The Republic quoted Brewer saying, "I have instituted procedures and rules and security measures that in effect, if followed, will not allow any miscounting of votes. I have all the confidence in the world that there will be no problems in 2006."

Brewer's use of the phrase "if followed" provides her with an escape hatch if problems occur. How nice for her. She will always be able to say she said "if followed." Some computer professionals are not allowed to use phrases like "if followed."

Brewer says "there will be no problems." The word "no" implies zero. Brewer is telling us there will be zero problems. In a non-close election this is a moot point, but with a close election, Brewer must be 100% correct when she says "there will be no problems."

Brewer says her procedures "will not allow any miscounting of votes." The phrase "will not allow any" implies zero. Not one, not two, not three or more... zero. In a non-close election this is a moot point, but what if it is a close election? Brewer is telling us they have tested every 'what if' scenario. Some computer professionals would claim this feat nearly impossible (especially if any closed systems are used).

Brewer is confident there will be zero problems because she has "instituted procedures and rules and security measures." Some computer professionals would question the "security measures" particularly if certain "closed systems" comprise one or more components of the computing system.

Brewer is claiming her system has zero defects.
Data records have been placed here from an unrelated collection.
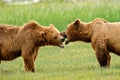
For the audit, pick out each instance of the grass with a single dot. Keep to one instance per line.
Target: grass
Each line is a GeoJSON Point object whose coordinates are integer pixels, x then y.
{"type": "Point", "coordinates": [77, 61]}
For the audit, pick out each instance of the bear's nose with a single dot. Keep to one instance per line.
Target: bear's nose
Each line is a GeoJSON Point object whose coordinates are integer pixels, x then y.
{"type": "Point", "coordinates": [63, 34]}
{"type": "Point", "coordinates": [63, 39]}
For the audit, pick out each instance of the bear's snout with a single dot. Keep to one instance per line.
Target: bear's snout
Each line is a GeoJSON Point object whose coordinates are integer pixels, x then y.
{"type": "Point", "coordinates": [63, 34]}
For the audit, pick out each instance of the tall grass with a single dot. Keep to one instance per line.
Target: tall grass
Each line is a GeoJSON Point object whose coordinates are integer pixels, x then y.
{"type": "Point", "coordinates": [77, 61]}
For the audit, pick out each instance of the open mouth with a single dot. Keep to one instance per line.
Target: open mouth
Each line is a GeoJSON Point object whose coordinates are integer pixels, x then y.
{"type": "Point", "coordinates": [67, 41]}
{"type": "Point", "coordinates": [61, 46]}
{"type": "Point", "coordinates": [61, 43]}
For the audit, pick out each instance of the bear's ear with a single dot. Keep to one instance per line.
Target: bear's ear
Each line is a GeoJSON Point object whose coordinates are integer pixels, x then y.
{"type": "Point", "coordinates": [77, 22]}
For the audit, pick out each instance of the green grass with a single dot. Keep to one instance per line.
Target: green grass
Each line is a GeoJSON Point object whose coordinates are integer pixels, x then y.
{"type": "Point", "coordinates": [77, 60]}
Some computer professionals hope there are zero close elections because we know how difficult (some claim it is impossible) to have a computing system with zero defects. Brewer may get lucky, but if she doesn't, then what for the state of Arizona? A close election that experiences computing defects could result in anarchy.

The remainder of this document is the first letter I wrote on 13 November 2005 about voting systems.

I sent this document to the following recipients on Sunday, 13 November 2005, at around 6:30am.


	Reply to Jan Brewer (Saturday, 2005.11.12)
	"Voting lawsuit is an insult"

At the most recent annual meeting of the CPSR (Computer Professionals for Social Responsibility), we pondered what should be our primary issue of focus. Many were considered: Internet governance, RFID usage, cyberterrorism, privacy and civil liberties, women in computing, broadband deployment, voting systems, etc.

The CPSR was started by a group of computer researchers at Xerox PARC to "help them integrate their work life with their social concerns." In 1981, Severo Ornstein created an "electronic discussion group on the Xerox internal electronic mail network concerned with the threat of nuclear war."

Severo Ornstein was at the 2005 meeting of the CPSR and he was adamant that "voting systems" needed to be our number one priority. In a nutshell, Severo knows that when it comes to voting systems, just one defect ("bug") is one defect ("bug") too many.

I don't know what technology gurus Ms. Brewer seeks her techno-advice, but if her consultants don't include people such as Bruce Schneier or Peter Neumann or Severo Ornstein (and others), then caution needs to be practiced when it comes to deploying voting systems built using early 21st century technologies.

Voting systems in 2005 are probably "just good enough" in one-sided elections (we get lucky), but they are probably "just bad enough" in close elections. In other words, in a close election, Ms. Brewer and the state of Arizona will have wished they hadn't been so easily insulted.